Bubble Voyager is a little mech shooting game, more notable for its angular, retro visual style than the simple fly-and-shoot gameplay. It has a multiplayer component that weirdly resembles Asteroids - tapping sends your constantly-spinning spacecraft off in whichever direction it's facing and tapping hard launches a missile. Shooting down other players is usually more blind coincidence than skill, but it's entertaining nonetheless.

The collection is rounded off with Visualiser, which is a more concept piece than mini-game. You cycle through various scenarios and accompanying music - a cityscape, a canvas, a pond - and tapping produces different effects, creating ripples in the pond, exploding fireworks over the city nightscape or daubing the canvasses with ink or paint. The game gives you hints as to which patterns will attract enormous fish or other special effects if you can read kanji, but Visualiser is there to show how accurately the tapping works rather than to attract hours of your attention.

'Let's Tap' Screenshot 3

Visualiser is pretty but shallow - hardly representative of the collection.

Obviously, Let's Tap's simplicity means that people who barely understand videogames can play and enjoy it perfectly well. But accessible as it is, the long-term gamer in us still finds Let's Tap compelling because of the minimalism of the design, and the purity of the concept; the games are built around simple, addictive arcade competitiveness. Tap Runner and Bubble Voyager especially have a real retro-SEGA appeal to them, but Let's Tap feels new and innovative - it's a great example of how a new control method can reinvigorate game concepts as old as videogames themselves, and hook a new audience on them. There's something wonderfully heartening about it.

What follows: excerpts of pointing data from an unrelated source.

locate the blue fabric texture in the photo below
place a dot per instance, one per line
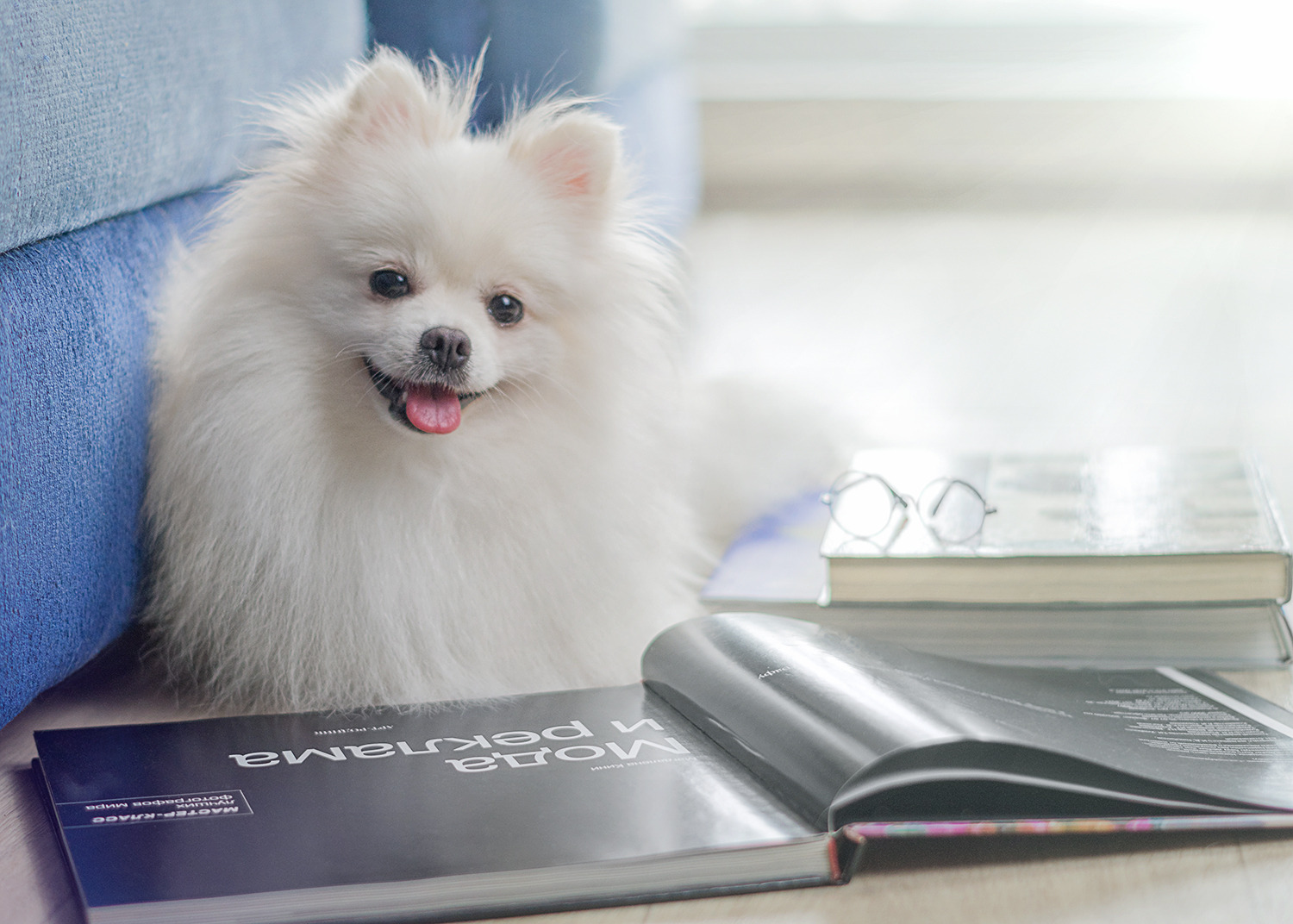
(106, 108)
(74, 397)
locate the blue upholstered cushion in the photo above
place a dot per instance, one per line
(74, 382)
(106, 108)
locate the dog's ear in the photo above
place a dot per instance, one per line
(388, 101)
(576, 153)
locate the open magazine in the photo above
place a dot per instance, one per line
(758, 753)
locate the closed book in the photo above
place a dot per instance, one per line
(775, 566)
(1119, 526)
(754, 756)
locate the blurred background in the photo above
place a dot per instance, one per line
(1003, 224)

Of Let's Tap's five offerings, one is essential, two more are excellent, and all are inspired examples of minimalist and creative game design. We can only hope that decision to present five perfectly-rounded little slices of action rather than a grab-bag of duds, filler and occasional flashes of brilliance will inspire other developers to do this same. This sits alongside Wii Sports as one of the few worthwhile and interesting mini-game compilations in existence, and as a multiplayer classic for the platform. Can we have it in Europe please, SEGA?

8 / 10

To which SEGA's answer is "Yes, we can!" For the moment though, Let's Tap is available exclusively for Wii in Japan, ahead of its western release this summer.